If last week was all about Mars, this week is all about the ocean.
The top story is a new Ocean Health Index. An international team of scientists (including Scott Doney of Woods Hole Oceanographic Institution .. working on getting him on Living Lab in the next few weeks) evaluated 171 coastal areas around the globe on the grounds of ten human goals - things like fishing opportunities, clean water, food provision, and sense of place. When the task of boiling the immense complexity of ocean ecology down to a single number was complete, the result was .. drumroll, please .. 60 out of a possible 100. We've all been to school and can do the translation. That's barely a passing grade. So plenty of room for improvement.
Case in point: a (different) study released this week confirmed what many have suspected: that noise from human activities, primarily shipping, is significantly impairing whales' ability to communicate with one another.

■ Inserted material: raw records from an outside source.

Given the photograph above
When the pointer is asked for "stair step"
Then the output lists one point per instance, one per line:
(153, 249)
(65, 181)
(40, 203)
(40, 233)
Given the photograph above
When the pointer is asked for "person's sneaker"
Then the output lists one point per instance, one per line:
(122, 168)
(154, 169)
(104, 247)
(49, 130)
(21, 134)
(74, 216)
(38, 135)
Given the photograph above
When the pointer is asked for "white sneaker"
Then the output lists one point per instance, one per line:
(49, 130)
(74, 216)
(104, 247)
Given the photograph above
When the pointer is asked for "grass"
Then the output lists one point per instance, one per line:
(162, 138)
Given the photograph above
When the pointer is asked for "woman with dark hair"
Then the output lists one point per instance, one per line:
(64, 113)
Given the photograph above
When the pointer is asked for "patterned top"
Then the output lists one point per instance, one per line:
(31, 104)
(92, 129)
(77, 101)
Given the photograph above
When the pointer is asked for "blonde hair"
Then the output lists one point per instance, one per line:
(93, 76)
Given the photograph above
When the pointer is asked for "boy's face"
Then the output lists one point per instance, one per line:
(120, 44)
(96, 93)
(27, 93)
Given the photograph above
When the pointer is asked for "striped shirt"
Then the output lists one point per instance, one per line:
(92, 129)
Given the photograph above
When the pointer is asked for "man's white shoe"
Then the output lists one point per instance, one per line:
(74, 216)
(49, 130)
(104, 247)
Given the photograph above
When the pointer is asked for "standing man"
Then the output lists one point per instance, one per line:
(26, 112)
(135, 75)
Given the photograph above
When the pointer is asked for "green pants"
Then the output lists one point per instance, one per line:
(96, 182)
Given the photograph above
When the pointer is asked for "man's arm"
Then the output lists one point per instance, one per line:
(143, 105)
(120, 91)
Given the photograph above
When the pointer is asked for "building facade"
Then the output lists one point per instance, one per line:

While this week was the official release of the Ocean Health Index, Pacific Standard (nee Miller McCune) ran a great series of articles on the need for and making of the Index last year:
In other news, the FAA ruled (again) that Cape Wind's 130 turbines in Nantucket Sound would not pose a threat to aviation, removing the last regulatory hurdle facing the beleaguered project. That wasn't too much of a surprise, but a few other stories raised eyebrows - like the fact that carbon dioxide emissions in U.S. drop to 20-year low or that cod stocks off Newfoundland look stronger than they have in two decades. And while shark sightings off the outer Cape have become almost commonplace, a shark sighted in Cape Cod Bay was "unusual" enough to make headlines.